WIGWAM – Being
Poursuivons si vous le voulez bien la saga Wigwam. Après le superbe double album « Fairyport« sorti en 1971, la formation scandinave pond en 1974 un album concept, traitant de la lutte des classes et de la spiritualité, tout un programme ! Un disque ambitieux, succédant à une œuvre majeure de l’école de Canterbury. Cette galette est la dernière de la première époque de Wigwam. En effet, après la sortie de « Being », Wigwam devra assumer les départs de Jukka Gustavson (claviers) et de Pekka Pohjola (basse, violon, claviers), ce qui s’accompagnera d’un changement majeur de style, d’une évolution vers des chansons plus courtes.
Le reste du groupe est constitué de Ronnie Osterberg (batterie, percussions) et de Jim Pembroke (chant, « sermons », piano). À en croire le commentaire de ce dernier sur le livret accompagnant le CD, « Being » fut considéré par la presse comme le chef-d’œuvre du groupe. Trente-six ans plus tard, qu’en est-il ? Nous allons en discuter dans les lignes qui suivent.
La musique proposée ici est typique de Wigwam, jazz-rock fouillé, rythmique de premier plan, irréprochable, et swing omniprésent. Du grand art ! Maintenant, il y a les textes, ou plutôt leur interprétation. L’essentiel de l’album se présente sous forme de coupures de journaux, de pamphlets. « Proletarian », « Petty-Bourgeois », les titres parlent d’eux-mêmes. Jim les chante, mais en donnant l’impression de placer un maximum de mots sur la musique du groupe. Ceci confère à sa performance un caractère incantatoire (faut aimer !). On a vraiment l’impression que l’ami Pembroke nous lit un discours. Cela dit c’est probablement volontaire. Seul « Maestro Mercy » fait exception, véritable chanson, basée sur une mélodie vocale splendide, le soulagement après le tumulte.
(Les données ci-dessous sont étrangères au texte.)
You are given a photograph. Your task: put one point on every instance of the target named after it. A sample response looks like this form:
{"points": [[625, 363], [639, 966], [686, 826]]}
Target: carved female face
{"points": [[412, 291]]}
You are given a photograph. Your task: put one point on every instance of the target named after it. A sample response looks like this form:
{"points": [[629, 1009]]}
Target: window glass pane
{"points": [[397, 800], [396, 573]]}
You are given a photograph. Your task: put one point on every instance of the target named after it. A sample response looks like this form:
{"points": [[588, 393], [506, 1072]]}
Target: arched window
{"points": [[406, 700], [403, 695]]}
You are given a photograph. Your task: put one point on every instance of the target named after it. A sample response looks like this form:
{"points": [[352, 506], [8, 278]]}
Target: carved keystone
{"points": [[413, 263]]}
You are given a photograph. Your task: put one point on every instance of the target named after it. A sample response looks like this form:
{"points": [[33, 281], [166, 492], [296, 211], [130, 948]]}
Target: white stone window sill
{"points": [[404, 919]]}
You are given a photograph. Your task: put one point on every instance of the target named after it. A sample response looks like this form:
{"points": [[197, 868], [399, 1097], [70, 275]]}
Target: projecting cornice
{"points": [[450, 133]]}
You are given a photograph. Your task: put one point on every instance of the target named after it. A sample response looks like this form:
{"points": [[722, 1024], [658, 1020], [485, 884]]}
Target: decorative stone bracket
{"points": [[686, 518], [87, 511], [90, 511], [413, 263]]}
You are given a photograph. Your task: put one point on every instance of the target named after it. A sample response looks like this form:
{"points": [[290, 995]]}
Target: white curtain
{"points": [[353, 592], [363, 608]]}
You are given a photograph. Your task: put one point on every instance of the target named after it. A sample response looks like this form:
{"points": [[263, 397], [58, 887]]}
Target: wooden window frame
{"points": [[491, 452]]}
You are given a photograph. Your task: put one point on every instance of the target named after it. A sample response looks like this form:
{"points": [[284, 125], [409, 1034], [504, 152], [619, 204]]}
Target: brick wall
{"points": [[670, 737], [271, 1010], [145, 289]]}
Après moult écoutes, je reste d’avis que si les parties instrumentales du disque sont extraordinaires, le caractère pamphlétaire du chant devient rapidement pesant pour l’auditeur.
Jim est pourtant un excellent chanteur, sa voix et ses intonations rappelant par instants Ian Anderson. La musique est rappelons-le magnifique, proche de celle de Gentle Giant. Mais voilà, le style tout en prose journalistique a mal vieilli. L’œuvre concept contemporaine qu’est « The Lamb Lies Down On Broadway » a beaucoup mieux résisté à l’érosion du temps. Alors chef-d’œuvre du groupe ? Personnellement, je me permets d’écrire ici que je trouve que cette place revient plutôt à « Fairyport ». « Being » est un essai amusant, un bon album méritant votre attention, mais pas essentiel comme l’est son prédécesseur, mais cela n’est encore qu’affaire de goût.